Pennsylvania State Police say several monkeys escaped following Friday’s collision. But only one person was not counted until Saturday morning, prompting the Pennsylvania Game Commission and other agencies to search for it amid severe weather.
Kristen Nordland, a spokeswoman for the Centers for Disease Control and Prevention, said in an email Saturday evening that all 100 Cynomolcus macaque monkeys had been counted. Three people died after being euthanized.
The email did not explain why all three were euthanized or how all were accounted for. But Nordland said the euthanasia was done humanely under the guidance of the American Veterinary Association.
Police said the monkeys were sent to the CDC-approved isolation facility after arriving Friday morning at Kennedy Airport in New York from the Indian Ocean island nation of Mauritius. The Atlanta-based CDC said it was providing “technical assistance” to the state police in Pennsylvania.
The collision occurred Friday on a state highway near the Interstate 80 exit in Montserrat County, Pennsylvania, trooper Andrea Belacic told Sunbury’s Daily Item newspaper.

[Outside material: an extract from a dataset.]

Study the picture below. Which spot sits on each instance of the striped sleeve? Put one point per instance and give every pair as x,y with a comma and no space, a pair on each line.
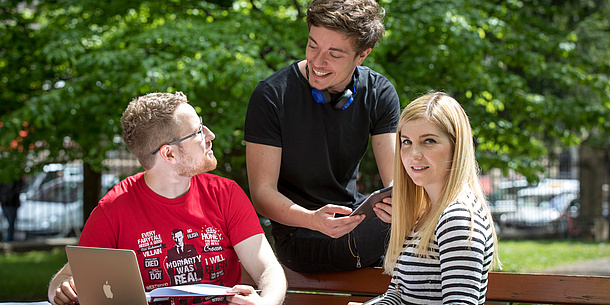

The location of the isolated facility and the explicitly imposed type of research on monkeys are not clear, but Cynomolcus monkeys are often used in clinical studies. An article published in 2015 on the website of the National Center for Biotechnology Information noted that they are the most widely used primary in early toxicology studies.
Earlier, the troopers tweeted not to search or catch any monkeys and said, “Anyone who sees or finds the monkey is requested not to approach, catch or contact the monkey. Please call 911 immediately.”
Trooper Lauren Leisure said, “Because it’s not a pet, and it’s in an unknown area, it’s hard to say how they will behave if approached by a human.”
Leisure said the state police guarded the scene for the Pennsylvania Department of Health and the CDC.
The condition of the motorists involved in the accident was not clear or it was not immediately clear if any quotes were provided.
Michelle Fallon, an eyewitness to the crash, told Bloomberg’s Press Enterprise newspaper that she spoke to the pickup driver and a passenger after the crash. The driver appeared to be distracted and the passenger thought he might have injured his legs, he said.
As troops searched for the monkeys, handcuffs and pistols were strewn across the road on Friday. Valley Township firefighters tried to locate the animals using thermal imaging, and the helicopter helped, according to Bloomberg’s Press Enterprise newspaper.
As the pickup was heading west on the I-80, it tried to make an immediate return after landing at the Danville exit and drove the other way, the newspaper reported.
Fallen told Press Enterprise that he was behind the pickup when the dump truck collided with the passenger side, tearing the front panel of the trailer and sending out more than a dozen crates.
Fallon said she and another motorist who was parked to help were standing near the scene, and the other driver said he saw a cat running across the road.
When Fallon peeked into a box, she saw a little monkey looking back at her, she told the newspaper.
“They’re monkeys,” she told the other driver.